ロコモティブシンドロームとは、加齢や病気、ケガなどが原因で、歩行や日常動作など、移動に関連する骨や関節、筋肉に障害が起こって運動能力が低下する状態です。「歩きづらい」「動きづらい」といった日常生活の運動機能が低下するのが特徴で、フレイルの前段階といわれています。
なお、ロコモ状態は運動習慣を取り入れることで、改善が期待できます。

サルコペニア

加齢によって筋肉量が少なくなり、全身の筋力が低下する状態です。特に嚥下障害につながるおそれが高く、最初の発症部位も口腔器官に多いという特徴があります。
サルコペニアで嚥下障害が強まると、食事による栄養が摂取しづらくなります。そのため、高齢者は日頃から口腔ケアの習慣を身につけるのが大切です。

フレイル

ロコモティブシンドロームやサルコペニアを含む、加齢によって要介護状態が高まった状態のことです。

日本人の食事摂取基準のタンパク質について

「日本人の食事摂取基準」は5年ごとに改定を重ねてきました。前回の2015年版では、70歳以上の高齢者のタンパク質摂取推奨量を1日当たり男性60g、女性50g、総エネルギーに対する摂取目標量を男女ともに13〜20%としていました。

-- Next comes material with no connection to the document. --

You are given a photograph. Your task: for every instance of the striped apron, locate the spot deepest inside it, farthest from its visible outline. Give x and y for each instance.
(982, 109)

今回の改定では、年齢区分を50歳から64歳、65歳から74歳、75歳以上と細分化。さらに、摂取目標量も50歳から64歳で男性14〜20%(65g)、女性14〜20%(50g)、65歳〜74歳と75歳以上では男性15〜20%(60g)、女性15〜20%(50g)に。

このように、タンパク質の摂取基準を全体的に引き上げたのが特徴です。

健康な身体機能を維持するためにタンパク質の摂取を心がけましょう。